Pierce County Sheriff's spokesman Ed Troyer said late Sunday afternoon Benjamin Colton Barnes, a 24-year-old believed to have survivalist skills, was a "strong person of interest" in the slaying of Margaret Anderson. A parks spokesman said Barnes was an Iraq war veteran. Authorities recovered his vehicle, which had weapons and body armor inside, Troyer said.
Barnes was also a suspect in the early Sunday morning shooting of four people at a house party in Skway, police said.
Authorities believed the gunman was still in the woods, with weapons. They asked people to stay away from the park, and for those already inside to leave.
"We do have a very hot and dangerous situation," Troyer said.
Tactical responders wearing crampons and snowshoes were pursuing what appeared to be the gunman's tracks in the snow, Troyer said. Those tracks went into creeks and other waterways, making it more difficult for crews to follow.
"He's intentionally trying to get out of the snow," Troyer said.
Kevin Bacher, a spokesman for the park, said about 125 people were still at the visitor's center Sunday night along with five law enforcement officers protecting the facility. He said crews had considered removing them in armored vehicles, but decided not to take any risk.
Meanwhile, an aircraft with heat-sensing capabilities was scanning overhead, Troyer said.
The park would remain closed Monday, officials announced late Sunday.
Jason Simpson, 29, of Kent, said his parents were still trapped at the visitor's center after traveling to the mountain for a day hike. His parents were able to make a call explaining their situation, and Simpson drove to the park entrance to wait.
"It's very distressing," Simpson said.
Sgt. Cindi West, King County Sheriff's spokesperson, said late Sunday that Barnes was connected to an early-morning shooting at a New Year's house party in Skyway, Wash., south of Seattle that left four people injured, two critically.
At Mount Rainier around 10:20 a.m. Sunday, Bacher said the gunman had sped past a checkpoint. One ranger began following him while Anderson eventually blocked the road to stop the driver.

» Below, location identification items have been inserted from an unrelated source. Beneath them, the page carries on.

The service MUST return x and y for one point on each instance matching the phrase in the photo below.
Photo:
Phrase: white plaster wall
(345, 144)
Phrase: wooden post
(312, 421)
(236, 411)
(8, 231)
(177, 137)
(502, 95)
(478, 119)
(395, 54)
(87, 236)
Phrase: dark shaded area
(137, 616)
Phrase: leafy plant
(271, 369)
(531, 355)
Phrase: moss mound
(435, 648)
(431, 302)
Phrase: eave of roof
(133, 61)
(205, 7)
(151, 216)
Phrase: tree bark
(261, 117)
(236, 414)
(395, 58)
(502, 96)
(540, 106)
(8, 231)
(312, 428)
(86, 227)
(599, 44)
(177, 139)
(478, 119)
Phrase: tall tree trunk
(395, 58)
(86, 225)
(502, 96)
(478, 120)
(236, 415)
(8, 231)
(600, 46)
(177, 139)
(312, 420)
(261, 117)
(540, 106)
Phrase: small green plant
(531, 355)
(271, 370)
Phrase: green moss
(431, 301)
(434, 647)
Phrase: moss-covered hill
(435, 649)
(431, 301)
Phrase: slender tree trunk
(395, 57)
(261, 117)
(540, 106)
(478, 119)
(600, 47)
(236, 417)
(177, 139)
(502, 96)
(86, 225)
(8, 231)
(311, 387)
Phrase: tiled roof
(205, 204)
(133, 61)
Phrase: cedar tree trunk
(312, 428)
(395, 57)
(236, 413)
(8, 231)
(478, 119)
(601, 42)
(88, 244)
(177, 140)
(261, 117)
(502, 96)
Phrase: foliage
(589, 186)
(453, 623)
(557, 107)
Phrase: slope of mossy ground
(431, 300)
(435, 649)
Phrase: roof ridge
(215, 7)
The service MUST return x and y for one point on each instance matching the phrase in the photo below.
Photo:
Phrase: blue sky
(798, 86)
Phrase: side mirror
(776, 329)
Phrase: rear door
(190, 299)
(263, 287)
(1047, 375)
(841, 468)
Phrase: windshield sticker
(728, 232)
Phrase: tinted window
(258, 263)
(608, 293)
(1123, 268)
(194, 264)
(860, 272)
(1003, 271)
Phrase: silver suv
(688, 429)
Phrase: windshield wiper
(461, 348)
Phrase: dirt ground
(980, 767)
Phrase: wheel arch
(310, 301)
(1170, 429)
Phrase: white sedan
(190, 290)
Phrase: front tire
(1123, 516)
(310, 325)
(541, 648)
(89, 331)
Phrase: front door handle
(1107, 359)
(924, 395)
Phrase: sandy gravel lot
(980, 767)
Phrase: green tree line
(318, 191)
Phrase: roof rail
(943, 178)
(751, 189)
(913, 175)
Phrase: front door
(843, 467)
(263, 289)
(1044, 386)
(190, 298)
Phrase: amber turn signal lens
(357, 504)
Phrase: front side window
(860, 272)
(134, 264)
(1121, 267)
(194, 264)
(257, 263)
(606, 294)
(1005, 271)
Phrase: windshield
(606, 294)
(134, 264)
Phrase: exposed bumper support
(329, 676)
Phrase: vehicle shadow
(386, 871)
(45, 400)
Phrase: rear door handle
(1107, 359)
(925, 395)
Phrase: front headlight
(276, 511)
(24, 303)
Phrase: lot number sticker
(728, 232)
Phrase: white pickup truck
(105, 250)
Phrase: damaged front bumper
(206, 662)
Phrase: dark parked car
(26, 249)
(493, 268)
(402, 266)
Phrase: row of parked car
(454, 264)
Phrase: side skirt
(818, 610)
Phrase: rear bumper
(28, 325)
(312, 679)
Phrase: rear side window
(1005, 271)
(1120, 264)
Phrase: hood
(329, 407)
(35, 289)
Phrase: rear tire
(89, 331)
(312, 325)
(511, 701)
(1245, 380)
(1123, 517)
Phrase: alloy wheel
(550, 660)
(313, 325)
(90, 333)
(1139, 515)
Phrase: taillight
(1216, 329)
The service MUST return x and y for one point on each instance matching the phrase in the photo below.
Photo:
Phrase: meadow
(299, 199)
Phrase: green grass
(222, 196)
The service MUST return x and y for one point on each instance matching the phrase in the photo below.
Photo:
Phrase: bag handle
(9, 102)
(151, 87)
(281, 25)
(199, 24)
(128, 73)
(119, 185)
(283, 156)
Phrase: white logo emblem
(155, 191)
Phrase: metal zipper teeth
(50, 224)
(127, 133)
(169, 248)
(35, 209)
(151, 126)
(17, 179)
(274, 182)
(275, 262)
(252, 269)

Before fleeing, the gunman fired shots at both Anderson and the ranger that trailed him, but only Anderson was hit, Bacher said.
It was possible that searchers may wait until morning to continue the effort.
"We do not know what resources the shooter has. We're not sure what we're up against," Bacher said. "We know that he has a weapon, but we don't know how many."
About 150 officers, including officials from the Washington State Patrol, U.S. Forest Service and FBI, were on the mountain.
Authorities said earlier that Anderson's body had been removed from the park, but Troyer said police have been unable to get to her because of concern over potentially being in the line of fire.
An FBI SWAT team was working to remove her body from the mountain Sunday night.
'She loved being outside'
Margaret AndersonMeanwhile, Anderson's family said she died doing what she loved.
"She loved people and she loved being outside," Paul Kritsch, Anderson's father, told KOMO News Radio.
Kritsch said Anderson met her husband -- also a park ranger, who was on duty Sunday -- while they were working at Bryce Canyon in southern Utah and searched out a place where they could serve together, and that's what brought them to Mt. Rainier.
They eventually got married and started a family, and had two young daughters, now aged 4 and 2.
"She loved her two little girls, and they're going to miss her," Kritsch said. "(Her husband) is going to do a good job of remembering Margaret but the little girls will have very few memories of her mom any more after a while."
Adam Norton, a neighbor of Anderson's in the small town of Eatonville, Wash., said the ranger's family moved in about a year ago. He said they were not around much, but when they were Norton would see Anderson outside with her girls.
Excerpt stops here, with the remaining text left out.